BACKGROUND: Adult Clonorchis sinensis lives in the bile duct and causes endemic clonorchiasis in East Asian countries. Phosphagen kinases (PK) constitute a highly conserved family of enzymes, which play a role in ATP buffering in cells, and are potential targets for chemotherapeutic agents, since variants of PK are found only in invertebrate animals, including helminthic parasites. This work is conducted to characterize a PK from C. sinensis and to address further investigation for future drug development. METHODOLOGY/PRINCIPAL FINDINGS: [corrected] A cDNA clone encoding a putative polypeptide of 717 amino acids was retrieved from a C. sinensis transcriptome. This polypeptide was homologous to taurocyamine kinase (TK) of the invertebrate animals and consisted of two contiguous domains. C. sinensis TK (CsTK) gene was reported and found consist of 13 exons intercalated with 12 introns. This suggested an evolutionary pathway originating from an arginine kinase gene group, and distinguished annelid TK from the general CK phylogenetic group. CsTK was found not to have a homologous counterpart in sequences analysis of its mammalian hosts from public databases. Individual domains of CsTK, as well as the whole two-domain enzyme, showed enzymatic activity and specificity toward taurocyamine substrate. Of the CsTK residues, R58, I60 and Y84 of domain 1, and H60, I63 and Y87 of domain 2 were found to participate in binding taurocyamine. CsTK expression was distributed in locomotive and reproductive organs of adult C. sinensis. Developmentally, CsTK was stably expressed in both the adult and metacercariae stages. Recombinant CsTK protein was found to have low sensitivity and specificity toward C. sinensis and platyhelminth-infected human sera on ELISA. CONCLUSION: CsTK is a promising anti-C. sinensis drug target since the enzyme is found only in the C. sinensis and has a substrate specificity for taurocyamine, which is different from its mammalian counterpart, creatine.
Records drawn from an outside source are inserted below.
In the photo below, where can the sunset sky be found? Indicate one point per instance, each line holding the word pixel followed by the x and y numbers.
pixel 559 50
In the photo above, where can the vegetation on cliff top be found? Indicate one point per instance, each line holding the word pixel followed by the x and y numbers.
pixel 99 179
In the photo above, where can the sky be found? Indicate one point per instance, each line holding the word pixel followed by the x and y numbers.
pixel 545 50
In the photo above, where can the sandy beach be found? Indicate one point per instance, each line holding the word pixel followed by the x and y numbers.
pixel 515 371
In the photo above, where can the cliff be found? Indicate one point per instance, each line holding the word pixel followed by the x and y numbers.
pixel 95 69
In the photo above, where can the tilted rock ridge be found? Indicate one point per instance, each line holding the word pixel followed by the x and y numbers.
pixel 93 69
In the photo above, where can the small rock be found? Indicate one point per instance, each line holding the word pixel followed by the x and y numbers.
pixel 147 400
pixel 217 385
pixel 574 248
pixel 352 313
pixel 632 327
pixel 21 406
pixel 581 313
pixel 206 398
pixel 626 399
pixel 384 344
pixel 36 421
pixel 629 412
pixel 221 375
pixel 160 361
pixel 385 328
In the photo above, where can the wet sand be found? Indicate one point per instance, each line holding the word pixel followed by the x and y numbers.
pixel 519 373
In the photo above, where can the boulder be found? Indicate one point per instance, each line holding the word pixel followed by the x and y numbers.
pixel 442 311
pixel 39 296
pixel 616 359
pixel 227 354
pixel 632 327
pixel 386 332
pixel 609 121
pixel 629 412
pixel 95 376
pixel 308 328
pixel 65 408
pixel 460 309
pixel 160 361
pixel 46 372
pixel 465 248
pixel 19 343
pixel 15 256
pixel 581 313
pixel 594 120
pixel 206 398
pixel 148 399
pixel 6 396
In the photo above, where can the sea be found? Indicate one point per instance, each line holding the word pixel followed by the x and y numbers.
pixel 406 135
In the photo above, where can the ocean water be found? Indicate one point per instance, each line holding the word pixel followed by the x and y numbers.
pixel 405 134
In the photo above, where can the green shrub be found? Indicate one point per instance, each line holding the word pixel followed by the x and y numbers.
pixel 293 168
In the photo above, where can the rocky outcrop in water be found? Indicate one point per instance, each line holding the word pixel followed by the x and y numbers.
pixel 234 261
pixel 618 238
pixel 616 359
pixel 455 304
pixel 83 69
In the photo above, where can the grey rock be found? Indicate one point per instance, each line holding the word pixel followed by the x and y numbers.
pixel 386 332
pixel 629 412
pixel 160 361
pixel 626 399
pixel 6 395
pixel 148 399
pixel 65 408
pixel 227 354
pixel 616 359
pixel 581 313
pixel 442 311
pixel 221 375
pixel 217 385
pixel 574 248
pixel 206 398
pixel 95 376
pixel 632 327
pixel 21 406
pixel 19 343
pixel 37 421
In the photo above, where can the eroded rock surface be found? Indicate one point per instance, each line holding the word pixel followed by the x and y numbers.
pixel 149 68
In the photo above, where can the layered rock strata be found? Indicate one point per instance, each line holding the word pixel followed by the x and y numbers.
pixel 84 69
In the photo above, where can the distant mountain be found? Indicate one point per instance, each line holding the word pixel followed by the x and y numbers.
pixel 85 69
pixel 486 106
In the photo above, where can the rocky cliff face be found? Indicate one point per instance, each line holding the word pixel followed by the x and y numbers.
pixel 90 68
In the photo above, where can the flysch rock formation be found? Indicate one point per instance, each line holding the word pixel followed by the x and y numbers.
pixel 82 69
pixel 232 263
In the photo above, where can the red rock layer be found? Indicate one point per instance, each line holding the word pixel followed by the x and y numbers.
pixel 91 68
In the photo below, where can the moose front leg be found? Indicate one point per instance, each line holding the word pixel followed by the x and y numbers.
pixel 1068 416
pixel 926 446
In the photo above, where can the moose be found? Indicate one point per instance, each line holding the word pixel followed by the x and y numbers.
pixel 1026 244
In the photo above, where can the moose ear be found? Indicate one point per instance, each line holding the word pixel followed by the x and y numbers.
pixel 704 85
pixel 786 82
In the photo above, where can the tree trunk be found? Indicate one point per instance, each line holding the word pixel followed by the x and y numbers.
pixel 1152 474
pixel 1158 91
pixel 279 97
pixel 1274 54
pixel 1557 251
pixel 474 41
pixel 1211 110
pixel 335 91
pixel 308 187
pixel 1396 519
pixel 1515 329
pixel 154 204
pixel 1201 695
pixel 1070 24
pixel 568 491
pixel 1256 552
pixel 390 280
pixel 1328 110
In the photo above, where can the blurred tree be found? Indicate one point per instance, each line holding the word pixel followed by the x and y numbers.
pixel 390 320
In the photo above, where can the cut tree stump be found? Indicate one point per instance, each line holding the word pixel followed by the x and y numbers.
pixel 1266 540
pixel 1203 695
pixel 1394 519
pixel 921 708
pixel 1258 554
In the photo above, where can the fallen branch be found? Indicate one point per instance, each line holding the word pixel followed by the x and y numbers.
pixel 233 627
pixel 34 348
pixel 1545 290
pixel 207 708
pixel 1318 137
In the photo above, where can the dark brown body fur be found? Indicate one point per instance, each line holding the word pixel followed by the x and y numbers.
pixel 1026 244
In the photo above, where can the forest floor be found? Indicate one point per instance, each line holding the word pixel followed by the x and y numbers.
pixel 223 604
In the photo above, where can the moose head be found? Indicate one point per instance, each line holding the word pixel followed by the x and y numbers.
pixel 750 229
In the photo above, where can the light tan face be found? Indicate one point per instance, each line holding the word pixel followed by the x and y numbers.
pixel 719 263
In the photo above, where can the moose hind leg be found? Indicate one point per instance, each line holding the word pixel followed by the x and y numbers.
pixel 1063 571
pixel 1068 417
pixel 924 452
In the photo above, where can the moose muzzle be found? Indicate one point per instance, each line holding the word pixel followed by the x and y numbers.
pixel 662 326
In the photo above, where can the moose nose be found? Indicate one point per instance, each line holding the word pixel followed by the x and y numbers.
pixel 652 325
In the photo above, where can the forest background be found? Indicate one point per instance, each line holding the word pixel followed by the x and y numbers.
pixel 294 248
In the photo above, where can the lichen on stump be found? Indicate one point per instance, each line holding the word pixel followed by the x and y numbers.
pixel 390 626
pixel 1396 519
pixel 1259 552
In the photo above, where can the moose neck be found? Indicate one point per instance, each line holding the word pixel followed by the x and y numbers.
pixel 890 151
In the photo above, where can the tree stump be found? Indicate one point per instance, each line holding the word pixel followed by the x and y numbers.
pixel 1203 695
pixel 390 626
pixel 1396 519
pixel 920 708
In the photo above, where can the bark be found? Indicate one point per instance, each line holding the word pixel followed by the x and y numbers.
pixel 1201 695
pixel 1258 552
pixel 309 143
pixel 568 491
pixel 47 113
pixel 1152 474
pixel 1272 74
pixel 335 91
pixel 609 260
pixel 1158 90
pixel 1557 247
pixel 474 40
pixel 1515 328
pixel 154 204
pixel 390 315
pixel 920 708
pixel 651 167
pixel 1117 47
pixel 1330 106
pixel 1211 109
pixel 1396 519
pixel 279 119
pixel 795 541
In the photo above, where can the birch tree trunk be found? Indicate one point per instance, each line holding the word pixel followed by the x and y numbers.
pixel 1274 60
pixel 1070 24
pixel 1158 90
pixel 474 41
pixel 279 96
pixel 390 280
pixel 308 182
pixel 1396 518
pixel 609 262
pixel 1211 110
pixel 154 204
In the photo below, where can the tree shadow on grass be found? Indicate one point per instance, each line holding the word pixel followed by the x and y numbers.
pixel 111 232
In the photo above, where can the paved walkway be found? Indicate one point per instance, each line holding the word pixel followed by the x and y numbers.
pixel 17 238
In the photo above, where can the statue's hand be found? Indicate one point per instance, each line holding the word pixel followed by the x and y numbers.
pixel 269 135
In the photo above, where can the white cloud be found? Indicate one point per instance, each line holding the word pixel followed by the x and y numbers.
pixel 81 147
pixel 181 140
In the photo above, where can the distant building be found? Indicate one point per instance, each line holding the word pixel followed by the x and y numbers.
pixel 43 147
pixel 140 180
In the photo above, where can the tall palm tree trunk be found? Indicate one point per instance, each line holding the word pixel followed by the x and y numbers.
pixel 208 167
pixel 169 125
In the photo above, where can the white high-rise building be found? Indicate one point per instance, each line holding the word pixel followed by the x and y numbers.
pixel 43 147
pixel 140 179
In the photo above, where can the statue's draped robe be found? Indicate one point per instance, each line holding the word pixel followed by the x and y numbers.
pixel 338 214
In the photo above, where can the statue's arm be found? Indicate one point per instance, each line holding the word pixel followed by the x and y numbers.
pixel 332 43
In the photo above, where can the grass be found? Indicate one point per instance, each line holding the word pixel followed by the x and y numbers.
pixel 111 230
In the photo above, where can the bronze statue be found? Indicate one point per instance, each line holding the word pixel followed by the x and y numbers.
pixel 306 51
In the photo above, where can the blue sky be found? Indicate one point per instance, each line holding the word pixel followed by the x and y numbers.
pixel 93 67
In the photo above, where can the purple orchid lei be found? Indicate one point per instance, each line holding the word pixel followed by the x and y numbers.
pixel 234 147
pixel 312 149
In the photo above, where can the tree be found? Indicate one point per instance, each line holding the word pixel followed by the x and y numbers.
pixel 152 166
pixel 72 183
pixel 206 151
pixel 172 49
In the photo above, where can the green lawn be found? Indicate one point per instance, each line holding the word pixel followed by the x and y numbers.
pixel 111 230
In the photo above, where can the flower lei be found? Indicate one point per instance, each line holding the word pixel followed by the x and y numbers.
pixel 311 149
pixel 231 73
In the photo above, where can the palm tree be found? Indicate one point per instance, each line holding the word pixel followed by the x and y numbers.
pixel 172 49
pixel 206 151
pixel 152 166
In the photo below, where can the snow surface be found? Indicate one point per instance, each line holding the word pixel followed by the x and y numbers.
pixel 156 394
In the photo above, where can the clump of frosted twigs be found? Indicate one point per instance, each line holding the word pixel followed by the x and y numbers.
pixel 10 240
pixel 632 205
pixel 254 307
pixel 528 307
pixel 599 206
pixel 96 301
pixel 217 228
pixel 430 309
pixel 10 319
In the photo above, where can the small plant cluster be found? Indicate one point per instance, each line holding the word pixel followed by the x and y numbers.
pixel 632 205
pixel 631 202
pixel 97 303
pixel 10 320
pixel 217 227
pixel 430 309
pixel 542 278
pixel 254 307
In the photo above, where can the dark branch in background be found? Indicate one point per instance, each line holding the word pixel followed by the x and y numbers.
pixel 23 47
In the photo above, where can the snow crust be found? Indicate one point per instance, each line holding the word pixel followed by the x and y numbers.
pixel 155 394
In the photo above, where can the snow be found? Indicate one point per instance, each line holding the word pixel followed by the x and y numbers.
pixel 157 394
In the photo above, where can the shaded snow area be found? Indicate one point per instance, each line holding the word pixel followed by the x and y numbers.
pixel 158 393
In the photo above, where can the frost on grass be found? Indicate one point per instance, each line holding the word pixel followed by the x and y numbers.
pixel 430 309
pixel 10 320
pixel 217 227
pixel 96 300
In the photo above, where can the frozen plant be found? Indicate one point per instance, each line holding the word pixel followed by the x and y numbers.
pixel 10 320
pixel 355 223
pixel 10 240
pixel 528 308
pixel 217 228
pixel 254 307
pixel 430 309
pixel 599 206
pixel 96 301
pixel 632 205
Molecular characterization and kinetic properties of a novel two-domain taurocyamine kinase from the lung fluke Paragonimus westermani.

Taurocyamine kinase (TK) was previously reported to be restricted to certain marine annelids; however, the present study has proven otherwise. The lung fluke Paragonimus westermani has a contiguous two-domain TK with a mass of 80216 Da consisting of 713 amino acid residues sharing higher sequence identity with molluscan arginine kinase (AK). Both domains of P. westermani TK have significant activity for the substrate taurocyamine and exhibited synergism during substrate binding. Since TK plays a key role in energy metabolism and is not present in mammals, inhibitors against P. westermani TK could be effective novel chemotherapeutic agents and could be utilized for the development of specific diagnostic tools for the detection of paragonimiasis.